THE TRIP
Tommy Wirkola

Soumis comme tout le monde aux contraintes sanitaires, Tommy Wirkola retrouve avec The Trip cette énergie qui a fait le succès de l’artisanal Dead Snow. Il semblerait que le Norvégien ne soit jamais aussi en forme que lorsque le contexte (financier, logistique ou – comme ici – lié à la pandémie) lui impose de faire preuve de créativité. Prévu initialement pour être tourné aux Etats-Unis, son nouveau bébé a finalement pour décor la forêt scandinave et pour langue, la sienne, le Norvégien. Cela sonne donc comme à un retour à ses amours de jeunesse, surtout quand le projet semble motivé essentiellement par une farouche envie de tourner, par pur amour du genre horrifique. Le réalisateur s’amuse de manière évidente et une décennie supplémentaire d’expérience dans le métier lui permet désormais de mieux maîtriser sa narration et sa grammaire cinématographique.

Une cabane isolée dans les bois, un couple à la dérive et du matériel de bricolage : le postulat est clair et la simplicité du dispositif est à même d’offrir une place de choix aux personnages, évoluant dans un huis-clos, façon pièce de théâtre. Le trompe l’œil est d’ailleurs constant, et le premier plan de The Trip, celui d’une banale sitcom, constitue à ce titre une très bonne amorce en donnant le ton assurément comique, mais toujours teinté de pulsions malsaines, du film à venir. On peut même penser que Wirkola se projette par le biais de Lars (Aksel Hennie), ce mari médiocre, mauvais réalisateur de télé, véritable caricature de créateur caractérisé par sa faiblesse et son égocentrisme.

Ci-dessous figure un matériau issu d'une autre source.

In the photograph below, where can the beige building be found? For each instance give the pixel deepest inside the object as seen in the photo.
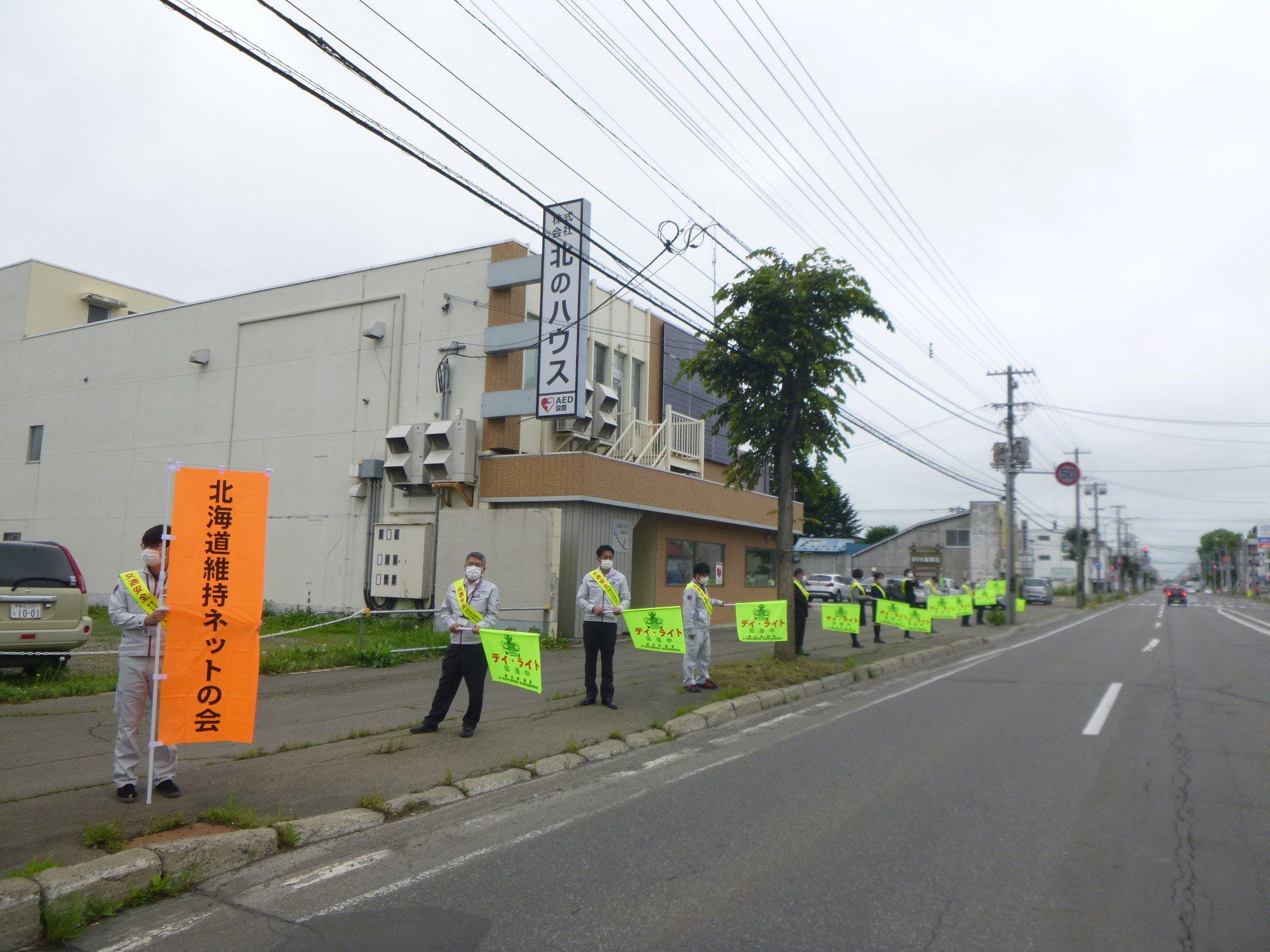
(394, 409)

Si le réalisateur norvégien choisit de déporter son regard davantage sur Lars que sur sa compagne Lisa (excellente Noomi Rapace, sûre de son fait dans son rôle d’actrice ratée), c’est bien parce que la thématique de la masculinité se trouve sans cesse bousculée, interrogée et remise en question. C’est clairement quand la virilité du mari est la plus mise à mal que celle-ci peut enfin se révéler ! A contrario, à aucun moment la force du personnage de Noomi Rapace n’est remise en question : c’est le nouveau standard des représentations contemporaines des personnages féminins. Définitivement, la princesse n’est plus à délivrer par le preux chevalier, elle se débrouille très bien toute seule pour occire le dragon, merci pour elle. En revanche, c’est désormais au mâle de prouver qu’il est digne de la puissante femelle, bousculé sur un terrain qui était le sien jusqu’alors. Plus subtilement qu’il n’y paraît (certains cadres sont légèrement débullés par exemple, vieille technique pour introduire le sentiment que quelque chose ne tourne pas rond), aidé par sa mise en scène, l’intrigue se noue autour de ce couple à bout de souffle.

Le spectateur se laisse piéger lorsqu’une certaine tension dépasse la simple comédie, alors que le film prend le contrepied des clichés classiques concernant les enjeux sexuels. The Trip va au-delà d’une simple succession de gags horrifiques – réussis au demeurant – car sous la farce et l’hémoglobine se cache un questionnement sur les diktats liés au genre. Les héroïnes modernes sont bien à leur place lorsqu’il s’agit de répandre de la cervelle au fusil de chasse, et c’est bien à l’homme de se réinventer non pas en opposition, mais dans une alliance salvatrice.